2020'nin ilk haftasını tırnağı batmış bir ayak parmağı ile geride bıraktım. İnsanın neresi ağrırsa canı oradadır derler ya, o miniminnacık batık 3-4 gün boyunca canıma okudu. Bu aralar aşırı koşuşturmalı günler geçirdiğimden kendimi biraz ihmal ettim haliyle, geciken pedikür de bana yol, su, elektrik olarak dönüş yaptı. Malum deplasmandayım, alışkın olduğum pedikürcüm Antalya'da kaldı, burada iken düzenli olarak gittiğimin yeri ise eve biraz mesafeli. Tanımadığım yerlere enfeksiyon yapmış parmakla cesaret edemediğim için fırsat bulup gidene kadar epey sektim ayağımın üstünde. Neyse iki gün önce gidebildim de çilem sona erdi, "Dünya varmış" dedim. Ayakları ve elleri mutlu edince saçlar isyan etti: "Heyt, bize de, bize de, bize de, ellere var da bize yoh mi?" dediler. Haklılar, onlar da epey ihmal edildi zira, koştum kuaföre. Kuaförümün babası yatalak, biraz sıkıntılı o yüzden, saçlarımı boyarken yaşlılık ve hastalık üzerine felsefi ve psikolojik açılımlarla(!) dolu bir muhabbet geliştirdik 😃 Boyanın süresi dolana kadar da radyatörün dibine konuşlanıp "Terk Edenler" isimli kitabımı okudum. Kitabım macerakitabım Özlemciğimin geleneksel yeni yıl hediyesi. Lale ve onunla neredeyse bloglarda arkadaşlık kurduğumuzdan beri devam ettirdiğimiz bir rutin bu, yeni yıl için kitap hediye ediyoruz birbirimize ve yılın ilk okumalarını o kitaplarla yapıyoruz. Tabii hepimiz de çok okuyan kişiler olduğumuzdan hangi kitabı istediğimizi sorarak alıyoruz, böylece daha önce okunmuş olması riskini ortadan kaldırıyoruz. Bu yıl bu rutine iki arkadaşım daha dahil olmak istedi, artık Zero ve Qunegond ile de yeni yıl kitaplaşması yapacağız ve bu 4 kitap yılın ilk okumalarını oluşturacak. Son derece keyifli bir iş bu, dilerim yıllarca sürdürürüz. 

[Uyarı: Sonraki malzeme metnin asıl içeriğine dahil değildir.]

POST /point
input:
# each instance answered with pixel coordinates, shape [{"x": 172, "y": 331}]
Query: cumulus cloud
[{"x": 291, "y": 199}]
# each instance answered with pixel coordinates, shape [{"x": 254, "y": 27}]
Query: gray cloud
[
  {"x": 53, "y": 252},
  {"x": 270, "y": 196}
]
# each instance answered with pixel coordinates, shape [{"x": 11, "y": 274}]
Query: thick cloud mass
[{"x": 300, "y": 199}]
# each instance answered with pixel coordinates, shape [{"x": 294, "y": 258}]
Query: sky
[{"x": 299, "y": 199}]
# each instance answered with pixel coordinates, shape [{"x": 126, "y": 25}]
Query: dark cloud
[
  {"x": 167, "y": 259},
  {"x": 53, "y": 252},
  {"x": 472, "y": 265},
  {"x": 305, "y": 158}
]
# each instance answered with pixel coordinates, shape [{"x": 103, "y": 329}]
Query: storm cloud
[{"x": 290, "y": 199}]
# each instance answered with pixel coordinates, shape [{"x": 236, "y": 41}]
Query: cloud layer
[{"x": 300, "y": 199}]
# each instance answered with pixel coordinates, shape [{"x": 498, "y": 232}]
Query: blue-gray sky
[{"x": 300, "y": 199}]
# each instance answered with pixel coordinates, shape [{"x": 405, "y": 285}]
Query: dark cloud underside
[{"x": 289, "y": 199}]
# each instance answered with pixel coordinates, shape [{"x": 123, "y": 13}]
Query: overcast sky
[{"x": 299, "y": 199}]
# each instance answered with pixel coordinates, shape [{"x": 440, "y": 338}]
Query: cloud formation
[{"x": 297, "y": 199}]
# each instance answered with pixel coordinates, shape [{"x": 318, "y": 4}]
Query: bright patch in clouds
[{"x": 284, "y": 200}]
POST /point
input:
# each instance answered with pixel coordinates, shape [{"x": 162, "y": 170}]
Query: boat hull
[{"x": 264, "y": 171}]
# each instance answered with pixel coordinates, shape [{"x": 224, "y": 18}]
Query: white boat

Nereden nereye atladım, kuaför diyordum. Boyanın süresi dolunca saçım yıkandı ve şekil vermek için aynanın önüne davet edildim. Cevriye beni oturup kalkmalarda zorladığı için koltuğa yerleşirken aynanın önündeki cam rafa tutunmamla rafın kucağıma düşmesi bir oldu. Ufff! Fena halde utandım, bir yandan da şiddetli bir gülme isteğiyle doldum, tırnaklarıma baka baka gülmemi zor engelledim. Saçım şekillenir şekillenmez de kaçtım dükkandan. Yol boyu aklıma geldikçe güldüm, neyse ki cam kırılmadı. Sanırım arkamdan tamirata girişilmiştir 😃

Bir haftalık sürece yılın ilk etkinliğini de sığdırdım. Akün Sahnesi'nde Ankara Devlet Tiyatrosu oyuncularının sergilediği "Siyahlı Kadın/Bir Hayalet Oyunu" sanırım bu yıl izleyeceğim oyunlar içerisinde ilk sıralardaki yerini uzun süre koruyacak. Son derece zor bir metni büyük bir başarı ile sahneye uyarlamış yönetmen, aktörler ise resmen rollerini konuşturmuşlardı. Efektler, ışıklar, sinevizyon gösterileri ile oyun insanı ürküten bir şenliğe dönüşmüştü. Bilet alırken oyunun içeriğini okuduğumda haylı korkutucu olduğu, hamile ve kalp hastaları ile 13 yaşın altındaki çocukların izlememesi gerektiği belirtilmişti, gülüp geçmiştim. Meğer haklılarmış, ciddi anlamda yürek hoplatan sahneler vardı ama her şeye rağmen çok başarılı bir sahneye konuş gerçekleştirilmişti. Ankaralı tiyatroseverlere kaçırmamalarını öneririm. 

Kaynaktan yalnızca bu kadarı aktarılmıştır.